At first I was surprised, but it's true. I saw a person writing "lol" a few days ago and it was really strange to read that nowadays. I thought that it is due to my increasing age, though. Didn't know the whole world stopped lolling.
> ITT: People reminiscing about the old days or explaining how they, too, say haha.
Just anecdotally, many people I know never really used "LOL" unless we were being sarcastic. It always reminded me of the early/mid 90's when "The Internet!" started getting a lot of press and there were articles all over the place (in print, natch) about how to talk in "internet speak".

They'd list all of these abbreviations like "LOL" and "ROFL" among others that struck us, as likely dickish teenagers who considered ourselves savvy due to having used BBSes and IRS, like a signifier of "AOL-speak" used by the inexperienced noobs who learned about "The Internet!" from a magazine article.

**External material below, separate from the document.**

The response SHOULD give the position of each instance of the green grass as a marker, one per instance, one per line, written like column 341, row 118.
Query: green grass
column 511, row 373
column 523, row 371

Probably an unfair assessment and not really flattering considering we had only been using this stuff since the mid/late 1980s at best, but such is the folly of youth ;) Still, I never really lost that association of "LOL" with the annoyance I felt back at age 17 or 18 when "AOL kiddies" started showing up on IRC and MUDs.

Anecdata:

My local friends and I have always just used “heh”, but even 10–15 years ago, a bunch of my friends from Spanish-speaking cultures were using “j(a|e)+” or some approximate.